This exhibition is selection of the gifts, bequests and purchases for the Ceramic Collection to celebrate the 150th anniversary of the foundation of Aberystwyth University.
The Ceramic Collection is of national importance and stands shoulder to shoulder with other collections of studio ceramics at the V&A and the Centre of Ceramic Art at York Art Gallery. It forms part of the Aberystwyth University School of Art Museum and Galleries Accredited Museum collections. There are currently over 2150 ceramic works in the collection and the majority of these are studio ceramics; unique pieces, made, decorated and fired by individual makers.
The first ceramics, such as the Japanese Satsuma exhibited here, were gifts by local collector, poet and landed gentry George Powell of Nanteos, in the early 1870s. The main body of early ‘pioneer’ British studio ceramics were purchased by architect and ‘Consulting Curator’ Sidney Kyffin Greenslade (1867-1955) between 1921 and 1936, partly to give trainee teachers at the university a grounding in the arts and crafts. You can see the majority of these pots in the back half of the gallery. Over a hundred pieces of mostly Welsh, Buckley slipware were acquired for the ‘Art and Crafts’ collection by his co-curator, drawing master Dan Jones (1875-1934) as part of a project to foster interest in traditional industries and to establish historical links with the contemporary collections.
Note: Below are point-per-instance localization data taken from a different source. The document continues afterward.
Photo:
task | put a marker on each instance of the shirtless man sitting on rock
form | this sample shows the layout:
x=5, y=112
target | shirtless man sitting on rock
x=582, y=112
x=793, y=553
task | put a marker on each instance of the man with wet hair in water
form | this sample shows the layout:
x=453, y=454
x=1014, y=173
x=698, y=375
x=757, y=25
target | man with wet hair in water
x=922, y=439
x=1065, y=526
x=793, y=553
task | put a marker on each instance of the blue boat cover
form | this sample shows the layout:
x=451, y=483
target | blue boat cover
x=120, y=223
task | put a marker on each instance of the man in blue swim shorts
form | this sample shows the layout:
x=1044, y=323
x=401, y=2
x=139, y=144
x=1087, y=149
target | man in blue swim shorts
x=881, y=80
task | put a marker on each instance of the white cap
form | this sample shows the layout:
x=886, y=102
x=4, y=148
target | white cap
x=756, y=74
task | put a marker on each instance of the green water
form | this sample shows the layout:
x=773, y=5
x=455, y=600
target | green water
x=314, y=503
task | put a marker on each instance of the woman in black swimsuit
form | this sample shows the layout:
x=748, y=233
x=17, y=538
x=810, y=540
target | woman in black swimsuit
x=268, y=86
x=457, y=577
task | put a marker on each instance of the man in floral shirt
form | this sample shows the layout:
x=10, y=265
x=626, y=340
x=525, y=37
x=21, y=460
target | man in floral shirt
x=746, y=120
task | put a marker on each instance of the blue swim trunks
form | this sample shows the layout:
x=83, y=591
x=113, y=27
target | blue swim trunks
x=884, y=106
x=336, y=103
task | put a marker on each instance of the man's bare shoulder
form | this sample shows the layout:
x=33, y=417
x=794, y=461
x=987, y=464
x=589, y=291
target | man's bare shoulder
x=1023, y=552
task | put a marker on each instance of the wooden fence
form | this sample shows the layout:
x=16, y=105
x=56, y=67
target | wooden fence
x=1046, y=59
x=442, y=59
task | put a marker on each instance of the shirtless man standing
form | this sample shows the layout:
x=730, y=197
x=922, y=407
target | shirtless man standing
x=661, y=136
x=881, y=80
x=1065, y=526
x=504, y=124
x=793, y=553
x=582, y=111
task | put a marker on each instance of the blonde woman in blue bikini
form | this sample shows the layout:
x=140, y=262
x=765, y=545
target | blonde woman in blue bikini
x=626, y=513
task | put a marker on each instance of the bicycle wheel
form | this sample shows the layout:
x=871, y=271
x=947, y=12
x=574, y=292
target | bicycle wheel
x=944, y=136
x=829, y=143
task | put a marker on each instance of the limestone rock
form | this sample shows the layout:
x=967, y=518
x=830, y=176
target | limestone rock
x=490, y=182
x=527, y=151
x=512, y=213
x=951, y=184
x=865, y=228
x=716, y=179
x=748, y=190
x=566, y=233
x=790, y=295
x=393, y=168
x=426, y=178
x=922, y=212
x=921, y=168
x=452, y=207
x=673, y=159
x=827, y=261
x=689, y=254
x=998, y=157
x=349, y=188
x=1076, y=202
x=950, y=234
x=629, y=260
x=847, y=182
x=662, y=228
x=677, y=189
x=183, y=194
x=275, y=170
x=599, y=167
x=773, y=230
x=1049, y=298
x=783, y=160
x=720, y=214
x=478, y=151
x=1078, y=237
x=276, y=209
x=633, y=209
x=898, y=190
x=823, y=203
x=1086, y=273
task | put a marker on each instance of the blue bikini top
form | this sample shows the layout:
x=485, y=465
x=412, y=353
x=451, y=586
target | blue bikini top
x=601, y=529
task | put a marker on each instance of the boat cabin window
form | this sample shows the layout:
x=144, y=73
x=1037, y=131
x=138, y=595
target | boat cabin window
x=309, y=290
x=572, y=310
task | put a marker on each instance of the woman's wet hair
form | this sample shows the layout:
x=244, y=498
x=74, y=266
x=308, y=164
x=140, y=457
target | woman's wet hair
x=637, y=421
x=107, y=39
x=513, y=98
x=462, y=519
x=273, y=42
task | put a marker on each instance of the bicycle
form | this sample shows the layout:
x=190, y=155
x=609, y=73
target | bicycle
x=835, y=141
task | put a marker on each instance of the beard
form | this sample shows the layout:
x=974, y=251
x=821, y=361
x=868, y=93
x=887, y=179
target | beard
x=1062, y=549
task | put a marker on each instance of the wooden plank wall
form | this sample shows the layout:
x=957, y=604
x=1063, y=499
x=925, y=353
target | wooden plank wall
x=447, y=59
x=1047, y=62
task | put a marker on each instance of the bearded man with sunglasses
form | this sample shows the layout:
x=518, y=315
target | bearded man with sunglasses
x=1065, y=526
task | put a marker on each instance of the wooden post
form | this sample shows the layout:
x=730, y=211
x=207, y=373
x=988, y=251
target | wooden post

Funds for the collection were withdrawn by the university after 1936 and the collections survived the subsequent three decades through the valiant efforts of art department staff such as artists Ronald Lambert Gapper (1897-1984) and David Tinker (1924-2000).
In the early 1970s the collections were revived, documented and acquisitions re-started by Moira Vincentelli and Alistair Crawford, members of staff of the then Visual Art Department. It is through their energy and commitment, endowments from private individuals, such as Dr Elvet Lewis (1904–1981), and support from emerging institutions such as the Welsh Arts Council, The Crafts Council and the Contemporary Art Society of Wales, that the collections continued to evolve and attain their current significant status amongst UK collections of graphic art and ceramics. Over three decades, former Curator of Ceramics Moira Vincentelli strove to represent the best of contemporary ceramic practice in Wales, Britain and around the world, and to establish the important role of women makers in studio ceramics.